How Charleston healed after Dylan Roof’s horror

‘I’ve got something to say.” That is what a black minister heard God say to him moments before the minister unexpectedly spoke to Dylann Roof, the 21-year-old white supremacist who had murdered the pastor’s wife two days earlier. At the conclusion of a midweek Bible study, Roof had opened fire as those gathered in the basement of the Emanuel African Methodist Episcopal Church in Charleston, SC, bowed their heads in prayer. Roof killed nine innocents.

The massacre took place on June 17, 2015. At a court hearing two days later, with Roof appearing via a closed-circuit television feed from jail, the judge asked the bereaved families if they had anything to say to the accused. That minister would be among a string of those who looked at Roof and uttered the unfathomable “F” word: forgive.

Forgiveness doesn’t mean nothing changed. Within a month of the shooting, the Confederate battle flag — a symbol Roof had adored — was removed from the state-capitol grounds. Walmart and Amazon stopped selling items bearing the flag. Thousands marched in a peaceful display of solidarity.

Director Brian Ivie has captured in searing detail the well of pain and faith from whence these acts of hate and forgiveness flowed. His documentary “Emanuel,” debuting June 17, provides insights into Charleston’s racial history and the prominent role of Emanuel in the South.

Thanks to assistance from basketball star Stephen Curry and other celebrities, Ivie had the resources to craft a stunning piece of filmmaking.

Ivie doesn’t sweep the religious roots of these responses under a rug but presents them with powerful frankness. To a world convinced that Christianity is either a spent force or a farce, he showcases undeniably powerful and authentic ­depictions of faith in action.

I watched an advanced screening of “Emanuel” with an audience of people from a variety of backgrounds. Afterward, it became clear that though we had watched the same film, we had seen different things.

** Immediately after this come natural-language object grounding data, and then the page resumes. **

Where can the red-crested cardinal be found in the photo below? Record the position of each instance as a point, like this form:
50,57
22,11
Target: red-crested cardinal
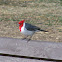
28,29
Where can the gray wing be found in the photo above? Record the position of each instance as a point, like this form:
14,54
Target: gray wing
31,27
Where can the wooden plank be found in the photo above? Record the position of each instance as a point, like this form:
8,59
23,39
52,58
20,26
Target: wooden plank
41,49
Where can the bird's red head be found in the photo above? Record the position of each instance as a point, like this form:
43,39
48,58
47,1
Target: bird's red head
21,24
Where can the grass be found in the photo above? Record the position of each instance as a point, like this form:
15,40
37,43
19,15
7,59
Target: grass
46,14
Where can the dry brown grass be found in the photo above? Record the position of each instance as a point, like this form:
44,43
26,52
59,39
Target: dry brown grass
47,16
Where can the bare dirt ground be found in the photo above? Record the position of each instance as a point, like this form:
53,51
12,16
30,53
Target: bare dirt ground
45,15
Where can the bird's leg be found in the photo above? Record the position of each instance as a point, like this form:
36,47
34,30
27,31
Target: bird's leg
24,37
29,38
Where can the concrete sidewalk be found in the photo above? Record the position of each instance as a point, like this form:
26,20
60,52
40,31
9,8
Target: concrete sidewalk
41,49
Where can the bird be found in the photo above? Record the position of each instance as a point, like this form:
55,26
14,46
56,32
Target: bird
28,29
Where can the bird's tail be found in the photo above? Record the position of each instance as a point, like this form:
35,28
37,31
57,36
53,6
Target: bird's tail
43,30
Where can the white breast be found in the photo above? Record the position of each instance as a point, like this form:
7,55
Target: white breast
25,31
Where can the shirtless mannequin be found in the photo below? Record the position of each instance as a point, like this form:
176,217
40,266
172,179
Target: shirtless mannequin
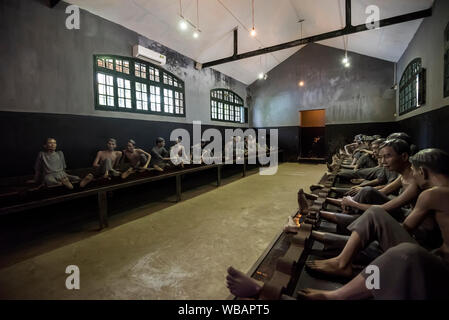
50,167
161,156
137,159
104,163
178,154
402,254
395,157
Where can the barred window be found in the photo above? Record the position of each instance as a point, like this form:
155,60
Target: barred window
155,98
105,89
124,93
226,106
168,101
133,85
141,96
412,86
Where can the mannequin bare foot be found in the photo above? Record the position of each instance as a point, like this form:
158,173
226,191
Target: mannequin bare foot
316,186
115,173
331,267
302,202
241,285
291,226
87,179
158,168
127,173
313,294
67,184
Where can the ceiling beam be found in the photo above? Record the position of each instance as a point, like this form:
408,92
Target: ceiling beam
348,29
52,3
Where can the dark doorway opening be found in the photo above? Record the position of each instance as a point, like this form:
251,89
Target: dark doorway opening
312,135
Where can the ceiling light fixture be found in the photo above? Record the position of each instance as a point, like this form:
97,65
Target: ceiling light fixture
253,30
301,82
184,22
183,25
197,30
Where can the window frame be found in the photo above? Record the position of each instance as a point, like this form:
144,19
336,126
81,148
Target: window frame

A brief shot of a white-gloved honor guard respectfully folding the Confederate flag as it came down one final time was lost on me, but others zeroed in on it. One woman noted the importance of whites moving beyond mere ­silence on these questions. When whites don’t speak, another black woman said plaintively, “it wounds us.”

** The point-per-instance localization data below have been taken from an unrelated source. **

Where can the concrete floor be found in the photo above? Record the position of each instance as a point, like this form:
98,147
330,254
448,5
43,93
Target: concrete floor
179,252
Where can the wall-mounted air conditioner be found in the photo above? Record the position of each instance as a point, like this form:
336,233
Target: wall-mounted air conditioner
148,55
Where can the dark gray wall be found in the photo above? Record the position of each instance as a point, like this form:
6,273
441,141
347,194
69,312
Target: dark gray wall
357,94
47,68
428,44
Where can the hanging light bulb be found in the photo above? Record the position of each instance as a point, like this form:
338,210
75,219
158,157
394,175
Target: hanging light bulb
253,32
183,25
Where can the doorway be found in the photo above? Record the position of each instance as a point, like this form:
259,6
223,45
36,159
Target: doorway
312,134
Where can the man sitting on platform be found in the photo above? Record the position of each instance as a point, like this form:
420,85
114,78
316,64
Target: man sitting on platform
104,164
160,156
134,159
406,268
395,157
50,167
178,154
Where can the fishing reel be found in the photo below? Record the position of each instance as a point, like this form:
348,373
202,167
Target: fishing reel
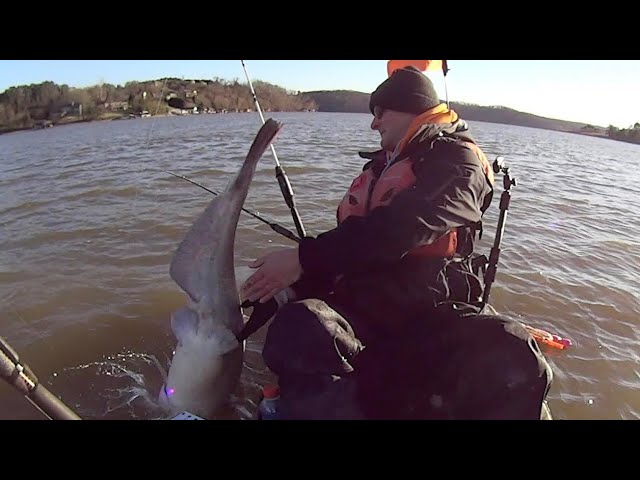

Healing those wounds will ­require facing unpleasant parts of our history that have been hidden or warped into causes for celebration. I remember my sad surprise upon reading about the 2018 opening of the National Memorial for Peace and Justice in Montgomery, Ala. It commemorates the victims of lynchings, and its companion ­museum catalogued hundreds of lynching sites, with soil from each location stored in a glass jar.

I was shocked to see dirt from Cass County, Texas, where I spent my childhood, featured in a New York Times photograph. When I was growing up, lynchings were never spoken of, at least not within range of my white ears. Later, I learned that Cass County became Davis County in 1861 — to honor Confederate President Jefferson Davis — before reverting back in 1871.

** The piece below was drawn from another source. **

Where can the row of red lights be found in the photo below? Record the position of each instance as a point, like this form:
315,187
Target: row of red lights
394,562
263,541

Though the capital of the Confederacy eventually moved to Richmond, Jefferson Davis first governed from Montgomery. His residence there is remembered as the First White House of the Confederacy and is maintained “as it appeared in the spring of Southern independence in 1861.” A brass plaque on the steps of the Alabama state capitol marks where Davis took the oath of office.

Not far from that marker is the Foundation for Moral Law, founded in 2002 by Roy Moore — he of 5,000-pound granite Ten Commandments and a famously failed run for the Senate. The foundation is located in an 1856 building built by a bank that, as the foundation notes, “generously supported the Confederacy.” In 2010 the building was used to host a celebration of Alabama’s secession, a move that probably came as no surprise to those familiar with Moore’s neo-Confederate ties.

“Emanuel” is the story of an ­extreme conversation between Roof, a white man radicalized with the help of such Confederate symbolism, and an African-American community that responded with faith despite great pain. But forgiveness is a pathway to healing — not a license to forget. While the story of the Emanuel nine shouldn’t be the end of our conversations, this film is a powerful start.

John Murdock is an attorney and writer with roots in Texas. Adapted from First Things.